Simi took the bread out of the bag and noticed that her fingers were suddenly trembling. “I…I just wanted to know what was going on, not because this specific suggestion interests me. I don’t even know her. But tell me, Ima, are we constantly being rejected? Why, is our family so bad?”
“We’re a wonderful family. And not everyone says no at all.”
“And those who do? What are they afraid of?”

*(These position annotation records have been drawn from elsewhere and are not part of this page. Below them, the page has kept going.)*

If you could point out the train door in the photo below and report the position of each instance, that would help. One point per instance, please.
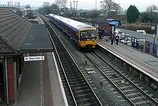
(1, 83)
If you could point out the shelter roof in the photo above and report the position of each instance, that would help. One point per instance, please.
(15, 31)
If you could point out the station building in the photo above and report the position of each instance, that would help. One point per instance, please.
(18, 37)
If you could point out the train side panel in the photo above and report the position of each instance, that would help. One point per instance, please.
(82, 34)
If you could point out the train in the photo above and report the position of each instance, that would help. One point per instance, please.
(83, 35)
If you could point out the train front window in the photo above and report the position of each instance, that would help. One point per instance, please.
(88, 35)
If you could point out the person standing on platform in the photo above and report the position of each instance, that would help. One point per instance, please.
(100, 35)
(116, 39)
(112, 39)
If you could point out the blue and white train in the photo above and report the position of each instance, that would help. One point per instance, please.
(84, 35)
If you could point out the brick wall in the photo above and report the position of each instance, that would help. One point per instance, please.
(11, 90)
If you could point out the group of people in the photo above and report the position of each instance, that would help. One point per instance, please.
(114, 37)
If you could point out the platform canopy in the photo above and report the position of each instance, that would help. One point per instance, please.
(115, 23)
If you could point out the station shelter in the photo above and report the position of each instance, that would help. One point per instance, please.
(18, 37)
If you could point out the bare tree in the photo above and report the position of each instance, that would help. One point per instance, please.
(151, 8)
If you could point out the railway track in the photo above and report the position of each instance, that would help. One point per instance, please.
(129, 90)
(77, 88)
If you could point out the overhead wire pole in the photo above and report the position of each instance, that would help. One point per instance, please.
(75, 4)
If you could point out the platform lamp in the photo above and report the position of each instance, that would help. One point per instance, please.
(155, 28)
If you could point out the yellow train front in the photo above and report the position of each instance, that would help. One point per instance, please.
(87, 38)
(84, 35)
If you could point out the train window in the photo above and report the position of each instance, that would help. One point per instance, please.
(88, 34)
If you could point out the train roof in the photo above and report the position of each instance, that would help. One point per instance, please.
(75, 24)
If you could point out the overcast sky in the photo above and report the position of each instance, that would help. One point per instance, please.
(90, 4)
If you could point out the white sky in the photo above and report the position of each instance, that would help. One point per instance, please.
(90, 4)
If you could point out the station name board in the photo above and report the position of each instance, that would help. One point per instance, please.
(33, 58)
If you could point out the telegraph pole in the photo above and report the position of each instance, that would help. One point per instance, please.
(75, 4)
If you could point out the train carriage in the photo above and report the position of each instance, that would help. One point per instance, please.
(84, 35)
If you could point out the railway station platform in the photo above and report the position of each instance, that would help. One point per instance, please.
(40, 83)
(143, 62)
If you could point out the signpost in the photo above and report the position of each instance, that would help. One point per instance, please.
(33, 58)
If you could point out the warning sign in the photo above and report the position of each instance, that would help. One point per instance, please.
(33, 58)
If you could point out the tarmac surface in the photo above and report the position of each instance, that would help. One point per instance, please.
(41, 85)
(145, 62)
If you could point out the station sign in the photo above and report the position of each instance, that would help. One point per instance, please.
(33, 58)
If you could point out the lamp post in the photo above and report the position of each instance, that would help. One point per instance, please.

Chani sat down on a chair near Simi and looked directly into her daughter’s eyes. “Simi, you’re not a little girl. People are afraid to enter a family that has health issues.”
“Yehudis is not a health issue.”
“She’s not, but she has health issues. And especially…” Chani stopped for a moment and then continued with effort. “And especially since she’s not the only one. In any case, wasn’t the only one.”
Simi wanted to kick herself when she lifted her eyes to her mother’s. Chani’s normally calm, loving eyes were now two pools of raw pain.
“I’m sorry, Ima. I didn’t mean…I didn’t want…”
Chani waved her apologies away and her eyes reverted—almost as though she had pressed a button—to their normal placidity. “It’s fine, Simi. You didn’t do anything wrong.” She swallowed a sigh. “Everything that Hashem does is for the best. Nu…go call Faigy and the children to come and eat.”
Yitzi and Yehudis entered with Faigy on their heels.
“Good evening, everyone! I’m leaving!”
“It’s not fair,” Simi protested with a smile. “Why are you running away before the food comes out? You’re also invited to eat!”
Faigy laughed. “I usually eat my supper much later in the evening, if at all…”
“Why you d-didn’t g-go sleep?” Yehudis asked worriedly. An observer may have had difficulty understanding her words, but for Simi, it was the simplest language in the world.
“I was talking to Ima,” she told her younger sister as she led her to the sink. “Don’t worry. I need so much more sleep that whatever I missed now won’t make much of a difference.”